Revue et gazette musicale de Paris – 12 février 1860

LE CARNAVAL DES REVUES,
Précédé du Souper du Mardi gras, prologue,
En deux actes et neuf tableaux, par MM. Grangé et Gilles,
musique d’Offenbach,

(Première représentation le 10 février 1860.)

Le Carnaval des Revues arrive à propos pour se mêler à la folle gaieté des jours gras qui s’avancent, et prolonger encore les éclats de leur bon rire pendant le carême qui leur succédera trop tôt. Pourquoi donc le théâtre des Bouffes-Parisiens n’aurait-il pas aussi sa revue puisque tous ses confrères, grands et petits, se la permettent et ne s’en trouvent pas mal ? On dira que c’est un peu tard : pourquoi encore ? Mieux vaut tard que jamais, si la revue est amusante, car c’est là le grand point. Amusez, amusez et tout le reste est peu de chose. Or, il n’est pas douteux que le Carnaval des Revues n’ait souvent et fortement diverti la brillante assemblée qui remplissait avant hier la salle Choiseul. On taillera, on rognera dans cette étoffe trop longue et trop large de plaisanteries dont les moins bonnes nuisent aux meilleures ; il en restera toujours assez pour que l’hilarité circule et que les recettes se multiplient.

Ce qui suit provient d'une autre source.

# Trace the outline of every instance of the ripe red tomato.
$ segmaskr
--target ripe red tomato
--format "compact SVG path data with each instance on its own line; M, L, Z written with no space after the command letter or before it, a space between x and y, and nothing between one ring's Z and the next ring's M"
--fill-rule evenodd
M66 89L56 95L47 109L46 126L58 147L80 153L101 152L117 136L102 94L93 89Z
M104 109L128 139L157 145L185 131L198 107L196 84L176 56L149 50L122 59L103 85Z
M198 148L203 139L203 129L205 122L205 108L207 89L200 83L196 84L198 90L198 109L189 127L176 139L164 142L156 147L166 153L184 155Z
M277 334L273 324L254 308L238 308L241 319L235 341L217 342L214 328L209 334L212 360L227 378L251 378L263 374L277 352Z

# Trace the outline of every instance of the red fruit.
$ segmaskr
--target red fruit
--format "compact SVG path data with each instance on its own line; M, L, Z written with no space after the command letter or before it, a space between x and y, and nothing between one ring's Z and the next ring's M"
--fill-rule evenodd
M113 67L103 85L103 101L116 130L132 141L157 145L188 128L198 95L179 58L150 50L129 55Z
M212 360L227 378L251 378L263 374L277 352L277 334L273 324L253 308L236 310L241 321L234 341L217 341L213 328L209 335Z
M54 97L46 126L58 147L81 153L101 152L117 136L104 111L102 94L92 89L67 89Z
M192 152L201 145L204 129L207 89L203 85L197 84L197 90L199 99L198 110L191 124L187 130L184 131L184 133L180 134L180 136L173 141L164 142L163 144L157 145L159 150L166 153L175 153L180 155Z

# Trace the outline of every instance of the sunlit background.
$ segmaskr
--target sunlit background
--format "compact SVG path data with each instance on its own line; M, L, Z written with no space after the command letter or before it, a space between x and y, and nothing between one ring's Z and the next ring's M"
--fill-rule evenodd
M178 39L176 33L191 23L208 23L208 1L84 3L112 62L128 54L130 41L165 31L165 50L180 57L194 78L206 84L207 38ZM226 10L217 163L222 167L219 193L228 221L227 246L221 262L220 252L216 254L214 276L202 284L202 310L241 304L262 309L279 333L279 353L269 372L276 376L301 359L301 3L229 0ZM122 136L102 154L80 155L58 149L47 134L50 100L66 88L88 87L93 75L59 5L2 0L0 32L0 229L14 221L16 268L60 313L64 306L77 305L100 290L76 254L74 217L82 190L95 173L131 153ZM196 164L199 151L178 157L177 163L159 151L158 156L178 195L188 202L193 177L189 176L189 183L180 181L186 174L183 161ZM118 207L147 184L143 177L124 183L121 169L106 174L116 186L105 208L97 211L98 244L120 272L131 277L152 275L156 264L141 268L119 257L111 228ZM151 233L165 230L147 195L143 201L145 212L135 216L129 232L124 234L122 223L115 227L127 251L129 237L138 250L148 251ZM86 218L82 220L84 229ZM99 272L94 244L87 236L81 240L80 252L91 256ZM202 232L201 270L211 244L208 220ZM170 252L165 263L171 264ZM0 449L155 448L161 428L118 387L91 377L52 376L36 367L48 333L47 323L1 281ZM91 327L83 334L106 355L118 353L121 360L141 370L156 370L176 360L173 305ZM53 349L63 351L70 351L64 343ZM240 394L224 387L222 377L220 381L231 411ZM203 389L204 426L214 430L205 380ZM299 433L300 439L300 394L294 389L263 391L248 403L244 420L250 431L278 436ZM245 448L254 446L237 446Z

Le cadre choisi par les auteurs du Carnaval des Revues n’est ni plus ni moins ingénieux que celui de beaucoup d’autres œuvres du même genre. Le Mardi gras commence par vouloir souper avec plusieurs belles dames, en qui se personnifient les Revues à la mode, celles des Variétés, du Palais-Royal, des Délassements, des Folies, du théâtre Déjazet. Et puis le joyeux amphytrion se met à voyager de par le monde, en passant par le boulevard, le bois de Boulogne, la Chine et mille autres lieux. Dans la seconde période de son voyage, se produisent les imitations et parodies dramatiques, parmi lesquelles il y en a d’excellentes : celle de la Tireuse de cartes est de ce nombre ; celle du Marchand de coco ne lui cède guère ; mais pour nous autres, hommes d’art, ce qu’il y a d’admirable, d’incomparable, c’est la scène du musicien faisant exécuter ses chefs-d’œuvre symphoniques par l’orchestre, et chantant avec le plus grotesque accompagnement de voix ce qu’il appelle la Tyrolienne de l’avenir. Cette scène a été droit aux nues, alle stelle ! on la redemandait de tous les côtés et il a fallu en redire une partie. Par exemple, on fera bien d’abréger beaucoup la scène des compositeurs morts, qui se font jouer au préjudice des vivants, et de supprimer celle du diapason, dont l’intention échappe.

Le Carnaval des Revues n’a presque pas de musique nouvelle : c’est une revue, un panorama, un répertoire des meilleurs morceaux composés par Offenbach depuis qu’il a créé son théâtre. Est bien père qui nourrit, dit le proverbe, et quel autre qu’Offenbach aurait pu nourrir son enfant de cette innombrable quantité de mélodies pleines d’originalité, de fraîcheur, de verve spirituelle ?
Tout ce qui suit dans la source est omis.